Death of four-year-old Nunavut boy believed to be from flu

Patients at QGH, health centres may see delays, GN says


The mayor of Igloolik said a local four-year-old boy died of flu last week amidst an outbreak of the respiratory illness in the Baffin community of 1,700. (FILE PHOTO)

The mayor of Igloolik said a local four-year-old boy died of flu last week amidst an outbreak of the respiratory illness in the Baffin community of 1,700. (FILE PHOTO)

(Updated 9:30 a.m., March 13)

The mayor of Igloolik says that a four-year-old boy from the Baffin region community has died from influenza.

Celestino Uyarak said the local boy was medevaced to Iqaluit for care early last week, but died at the Qikiqtani General Hospital March 5.

Uyarak said the boy’s death was related to the flu, the contagious respiratory illness that has seen an outbreak this winter in the community of about 1,700 people.

Nunavut’s deputy coroner, Khen Sagadraca, said his office is investigating the circumstances surrounding the March 5 death of a child at Qikiqtani General Hospital.

But Sagadraca couldn’t confirm the child’s cause of death, saying an autopsy is underway.

Uyarak said the boy’s body was scheduled to be flown home to Igloolik March 12 for burial.

Another one-year-old infant from Igloolik was recently medevaced first to Iqaluit and then to Ottawa with serious flu symptoms, but has since recovered, Uyarak said.

“The outbreak is under control now—they’re not sending out patients by medevac any more,” he said. “But we have to do more to get the message out to families.”

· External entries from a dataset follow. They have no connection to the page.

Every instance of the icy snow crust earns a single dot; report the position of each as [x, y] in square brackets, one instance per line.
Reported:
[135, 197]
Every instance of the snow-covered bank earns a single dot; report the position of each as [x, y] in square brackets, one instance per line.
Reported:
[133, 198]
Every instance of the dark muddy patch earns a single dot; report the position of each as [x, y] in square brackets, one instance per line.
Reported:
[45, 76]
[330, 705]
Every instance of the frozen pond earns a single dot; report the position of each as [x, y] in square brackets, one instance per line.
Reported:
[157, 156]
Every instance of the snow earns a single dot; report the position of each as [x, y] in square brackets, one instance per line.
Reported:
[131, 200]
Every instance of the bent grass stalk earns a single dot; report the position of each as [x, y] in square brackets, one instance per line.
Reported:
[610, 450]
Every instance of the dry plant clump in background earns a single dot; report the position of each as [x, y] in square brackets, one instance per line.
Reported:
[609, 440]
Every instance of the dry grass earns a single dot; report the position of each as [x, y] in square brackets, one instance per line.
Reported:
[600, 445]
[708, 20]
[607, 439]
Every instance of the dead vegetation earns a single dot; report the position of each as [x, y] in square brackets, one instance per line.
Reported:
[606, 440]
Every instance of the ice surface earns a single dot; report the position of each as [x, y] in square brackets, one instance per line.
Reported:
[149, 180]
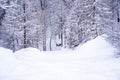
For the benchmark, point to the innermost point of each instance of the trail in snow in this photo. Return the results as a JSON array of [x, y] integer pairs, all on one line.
[[92, 61]]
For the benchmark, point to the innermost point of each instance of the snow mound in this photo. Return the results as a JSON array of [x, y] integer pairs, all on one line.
[[7, 61], [97, 47]]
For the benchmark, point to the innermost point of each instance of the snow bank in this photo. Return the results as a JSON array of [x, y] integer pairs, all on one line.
[[7, 62], [92, 61], [97, 47]]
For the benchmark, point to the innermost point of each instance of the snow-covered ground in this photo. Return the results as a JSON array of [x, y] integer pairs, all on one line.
[[93, 60]]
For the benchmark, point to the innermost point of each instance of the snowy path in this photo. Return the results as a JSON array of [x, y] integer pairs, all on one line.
[[85, 63]]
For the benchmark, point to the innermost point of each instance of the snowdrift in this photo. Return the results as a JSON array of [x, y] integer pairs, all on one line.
[[93, 60]]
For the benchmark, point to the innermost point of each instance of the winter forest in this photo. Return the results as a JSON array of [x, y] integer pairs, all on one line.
[[50, 25]]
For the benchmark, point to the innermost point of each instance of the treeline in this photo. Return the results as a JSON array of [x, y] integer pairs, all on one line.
[[55, 24]]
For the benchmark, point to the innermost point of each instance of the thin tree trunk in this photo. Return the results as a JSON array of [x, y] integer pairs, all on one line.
[[24, 34]]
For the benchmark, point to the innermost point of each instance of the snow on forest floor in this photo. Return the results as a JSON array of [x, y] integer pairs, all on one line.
[[93, 60]]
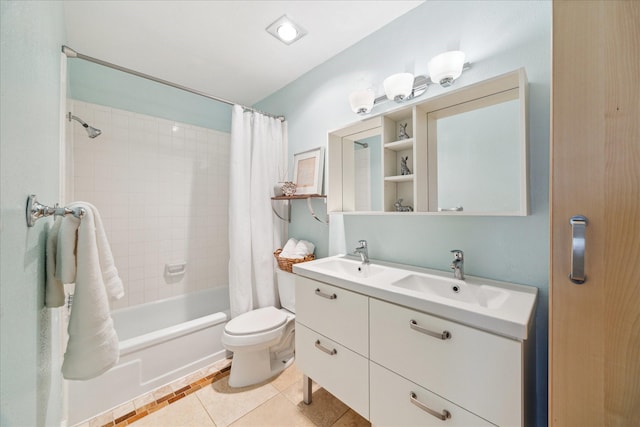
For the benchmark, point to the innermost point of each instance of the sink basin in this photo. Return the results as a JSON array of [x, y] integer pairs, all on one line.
[[351, 268], [457, 290], [498, 307]]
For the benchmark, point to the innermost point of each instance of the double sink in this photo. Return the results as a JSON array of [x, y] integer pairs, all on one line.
[[503, 308]]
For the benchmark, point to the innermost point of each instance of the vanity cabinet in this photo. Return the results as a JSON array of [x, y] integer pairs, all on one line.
[[476, 370], [332, 340], [399, 366]]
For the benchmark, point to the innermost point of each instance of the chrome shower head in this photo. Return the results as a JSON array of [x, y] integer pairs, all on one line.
[[91, 131]]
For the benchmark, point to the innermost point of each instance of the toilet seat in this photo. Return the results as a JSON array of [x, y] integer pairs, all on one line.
[[256, 321], [258, 328]]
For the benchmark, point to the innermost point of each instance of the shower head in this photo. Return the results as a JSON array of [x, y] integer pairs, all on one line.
[[93, 132]]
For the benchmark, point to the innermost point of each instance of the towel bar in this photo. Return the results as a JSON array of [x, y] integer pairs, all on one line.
[[36, 210]]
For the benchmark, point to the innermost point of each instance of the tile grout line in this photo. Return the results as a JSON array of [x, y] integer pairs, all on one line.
[[166, 400]]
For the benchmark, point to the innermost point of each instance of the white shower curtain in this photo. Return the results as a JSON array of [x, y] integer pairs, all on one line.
[[257, 154]]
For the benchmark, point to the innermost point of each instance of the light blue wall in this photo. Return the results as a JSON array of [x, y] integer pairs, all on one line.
[[98, 84], [31, 35], [498, 37]]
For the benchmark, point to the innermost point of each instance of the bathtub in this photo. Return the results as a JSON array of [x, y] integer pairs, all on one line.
[[159, 342]]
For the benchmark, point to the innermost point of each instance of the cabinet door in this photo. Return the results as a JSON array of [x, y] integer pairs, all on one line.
[[396, 401], [340, 371], [477, 370], [334, 312]]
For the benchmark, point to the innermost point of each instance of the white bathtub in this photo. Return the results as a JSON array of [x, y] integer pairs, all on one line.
[[159, 342]]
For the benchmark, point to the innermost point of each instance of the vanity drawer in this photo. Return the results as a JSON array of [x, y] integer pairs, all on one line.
[[334, 312], [392, 405], [340, 371], [477, 370]]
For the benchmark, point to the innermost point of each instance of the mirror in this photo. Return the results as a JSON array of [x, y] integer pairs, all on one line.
[[466, 151], [477, 156]]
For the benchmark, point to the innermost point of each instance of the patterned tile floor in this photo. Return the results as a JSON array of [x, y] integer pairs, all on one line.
[[205, 399]]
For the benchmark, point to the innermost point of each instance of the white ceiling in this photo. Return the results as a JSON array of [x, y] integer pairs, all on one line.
[[221, 47]]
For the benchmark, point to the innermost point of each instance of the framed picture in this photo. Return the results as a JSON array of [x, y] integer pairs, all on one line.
[[307, 171]]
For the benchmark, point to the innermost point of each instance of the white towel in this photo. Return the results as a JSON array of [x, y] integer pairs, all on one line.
[[93, 347], [304, 248], [54, 289], [295, 249], [66, 253], [289, 249]]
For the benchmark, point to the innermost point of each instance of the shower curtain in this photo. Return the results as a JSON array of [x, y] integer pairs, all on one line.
[[257, 154]]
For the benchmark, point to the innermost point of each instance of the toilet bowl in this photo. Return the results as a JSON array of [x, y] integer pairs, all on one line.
[[262, 340]]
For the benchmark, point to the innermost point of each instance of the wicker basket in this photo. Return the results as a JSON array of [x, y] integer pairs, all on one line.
[[286, 264]]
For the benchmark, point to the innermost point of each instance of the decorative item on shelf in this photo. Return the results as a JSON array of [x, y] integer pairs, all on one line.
[[288, 188], [401, 208], [444, 69], [307, 172], [403, 131], [404, 169]]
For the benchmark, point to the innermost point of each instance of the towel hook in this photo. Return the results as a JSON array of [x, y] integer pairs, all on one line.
[[36, 210]]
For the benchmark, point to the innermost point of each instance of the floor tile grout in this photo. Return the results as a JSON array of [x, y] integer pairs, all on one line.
[[330, 412]]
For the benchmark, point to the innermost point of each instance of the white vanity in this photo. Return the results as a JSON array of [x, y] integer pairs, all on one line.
[[406, 346]]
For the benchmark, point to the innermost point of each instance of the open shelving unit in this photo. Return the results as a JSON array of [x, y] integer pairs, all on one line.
[[306, 197]]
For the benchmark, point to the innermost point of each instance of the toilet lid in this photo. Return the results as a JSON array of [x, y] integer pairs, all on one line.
[[256, 321]]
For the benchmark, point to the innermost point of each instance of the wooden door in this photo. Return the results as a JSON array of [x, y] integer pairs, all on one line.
[[595, 171]]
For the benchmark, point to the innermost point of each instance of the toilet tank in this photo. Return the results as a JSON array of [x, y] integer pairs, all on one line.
[[286, 289]]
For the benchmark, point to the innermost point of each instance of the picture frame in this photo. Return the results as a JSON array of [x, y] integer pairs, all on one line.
[[308, 170]]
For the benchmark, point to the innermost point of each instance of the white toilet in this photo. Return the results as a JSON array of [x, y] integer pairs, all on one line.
[[262, 340]]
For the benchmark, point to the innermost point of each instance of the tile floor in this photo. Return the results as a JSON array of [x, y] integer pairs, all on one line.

Uyarak said a community health worker has been doing public service announcements on the local radio encouraging community members to frequently wash their hands with soap and to keep children home from school if they show symptoms of the flu.

Last week in the legislative assembly, Nunavut Health Minister Pat Angnakak said the QGH and health centres throughout the territory have seen a rise in respiratory illness this winter.

Agnakak urged Nunavummiut to stay at home from school, work and other social activities if they feel sick, which can mean a fever and cough, a runny nose, sore throat, body aches, fatigue and a loss of appetite.

“People should consult a health care provider if they have difficulty breathing or are getting worse after a few days,” she told the legislature March 9.

Meanwhile, the Department of Health issued an advisory March 13 that says patients may see delays in service at Qikiqtani General Hospital and community health centres, due to an increase in visits from people with respiratory illnesses.

Health staff are now screening patients to ensure those in greatest need are given priority.

They also warn healthy people to say away from health centres to avoid infection.

“Health strongly recommends if you or your children do not need to be assessed or treated, do not accompany sick family members to the health centre or hospital during this time to avoid potential exposure to respiratory illness,” the advisory said.

They also remind people that the flu is caused by a virus and cannot be treated with antibiotics.

“Antibiotics will not help get rid of respiratory illnesses; our bodies’ immune systems will fight them off on their own. If you think you have a respiratory illness, it is important to stay hydrated by drinking lots of water, 100 percent fruit juice, soup,” the GN said.